Vintage colonial-era house in Pila, Laguna
Pila in Laguna province is known for its well-preserved houses dating back to the Spanish colonial period.
The town is also known for the old Saint Anthony of Padua Parish Church, the first Antonine church in the Philippines. Pila and adjacent towns along the shores of Laguna de Bay are considered by archaeologists as one of the oldest settlements in the Philippines. The community is one of three such concentrations of population known archaeologically to have been in place before A.D. 1000. Archaeologists recovered in Pinagbayanan potteries and artifacts that indicate considerable settlement in the area during the Late Tang Dynasty (900 A.D.).
The Franciscan order also established in Pila the second printing press in the Philippines and printed in 1613 the Philippines’ oldest dictionary and the first book printed using the movable type, the Vocabulario de Lengua Tagala. The book was written and compiled by Fray Pedro de San Buenaventura and printed by Tomas Pinpin, a noted name in early Filipino printing. The book is 27 years older than the Bay Psalm Book, the first book printed in the United States in 1640. (From: Wikipedia).
Mabuhay ang Pila!
Basilica de San Martin de Tours (Taal Cathedral) is considered as the largest in Asia and the biggest church in the Philippines. San Martin de Tours is the Patron Saint of Taal with the feast day celebrated on November 11.
The church was first built by the priest Diego Espina in 1575 in present day San Nicolas but abandoned in 1754 due the eruption of Taal and rebuild in 1755. An earthquake severely damaged the chruch in 1849. Construction of the present church was started in 1856 supervised by architect Luciano Oliver.
The Taal Basilica is famous for its high ceilings, ornate chandeliers and unusual baroque facade which consists of a single mass of stone shaped into rich complex designs. The church, however, is a fusion of styles with arched openings, alternating segmental canopies and arches of assymmetric shapes. It stands 96 meters high and 45 meters wide and is situated on a plateau in the heart of Taal in Batangas province.
Mabuhay ang Basilica de San Martin de Tours!
The Parish Church of Saints Peter and Paul in Calasiao, Pangasinan (Luzon, northern Philippines) was built by the Dominicans in several stages that spanned the 17th to the 19th centuries.
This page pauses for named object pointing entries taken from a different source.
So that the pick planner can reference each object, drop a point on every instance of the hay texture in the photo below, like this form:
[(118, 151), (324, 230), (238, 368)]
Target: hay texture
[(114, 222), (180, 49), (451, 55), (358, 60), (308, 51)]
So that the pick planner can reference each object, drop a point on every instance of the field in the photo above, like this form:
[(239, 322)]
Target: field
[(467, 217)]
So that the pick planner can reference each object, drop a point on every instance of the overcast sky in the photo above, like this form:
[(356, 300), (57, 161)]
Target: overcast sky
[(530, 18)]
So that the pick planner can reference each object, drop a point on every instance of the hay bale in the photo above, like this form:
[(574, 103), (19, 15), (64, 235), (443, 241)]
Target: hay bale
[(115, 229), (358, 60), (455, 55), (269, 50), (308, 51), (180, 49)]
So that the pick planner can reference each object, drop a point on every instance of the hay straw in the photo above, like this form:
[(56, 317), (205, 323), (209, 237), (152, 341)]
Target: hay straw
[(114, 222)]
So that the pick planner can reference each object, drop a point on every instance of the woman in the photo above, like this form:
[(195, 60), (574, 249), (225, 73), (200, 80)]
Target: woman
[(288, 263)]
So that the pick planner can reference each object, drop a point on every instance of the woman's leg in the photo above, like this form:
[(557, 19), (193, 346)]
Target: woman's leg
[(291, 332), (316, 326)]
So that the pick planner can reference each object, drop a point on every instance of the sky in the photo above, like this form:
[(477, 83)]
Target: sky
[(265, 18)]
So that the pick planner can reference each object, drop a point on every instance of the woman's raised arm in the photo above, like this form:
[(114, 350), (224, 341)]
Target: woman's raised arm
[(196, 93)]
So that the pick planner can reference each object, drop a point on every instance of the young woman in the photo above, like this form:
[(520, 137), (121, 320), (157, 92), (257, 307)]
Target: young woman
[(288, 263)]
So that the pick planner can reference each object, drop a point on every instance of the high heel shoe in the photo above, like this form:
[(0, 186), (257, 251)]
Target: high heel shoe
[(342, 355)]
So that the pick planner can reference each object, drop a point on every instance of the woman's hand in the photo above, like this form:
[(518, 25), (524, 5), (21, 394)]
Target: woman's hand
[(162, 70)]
The church is considered as the best-preserved church complex in Pangasinan province. The bell tower and some parts of the church were recently reconstructed, having been damaged by an earthquake. Despite natural calamities the church is well conserved and the recent work has not deviated from its original appearance.
The sprawling convento or convent – the site of the 18th century Synod of Calasiao – has an excellent example of a separate kitchen structure. The retablo mayor (major altar) is massive and its complex woodwork may be seen at the back.
Long live Calasiao Church!
Santa María de la Asunción is a magnificent Spanish-colonial era church in Santa Maria, Ilocos Sur province, northern Philippines. The church is also included in the Unesco World Heritage List.
In the 16th century, when Spanish Augustianians settled in Santa María the town was a mission outpost. By the mid-18th century, Santa María had become one of the most successful Augustinian missions in the Philippines, and construction of Nuestra Señora de la Asunción began in 1765.
A stairway of 85 steps leads up a hill from the edge of town to the church, which is perched like a citadel and fortified by a retaining wall of stone. Its elevated setting is unusual for Spanish colonial churches of the period, which were usually sited in plazas. Flanked by two cylindrical columns, the church’s exposed brick façade—once covered in limestone—opens into a nave flooded by natural light. A massive octagonal bell tower, added in 1810, stands nearby.
Serious structural damage to the retaining walls has led to partial collapse. Preservation efforts hope to address the issues of the church structure. The church administrators also aim to engage the local community in preserving this historic heritage site.
Mabuhay ang Santa Maria de la Asuncion!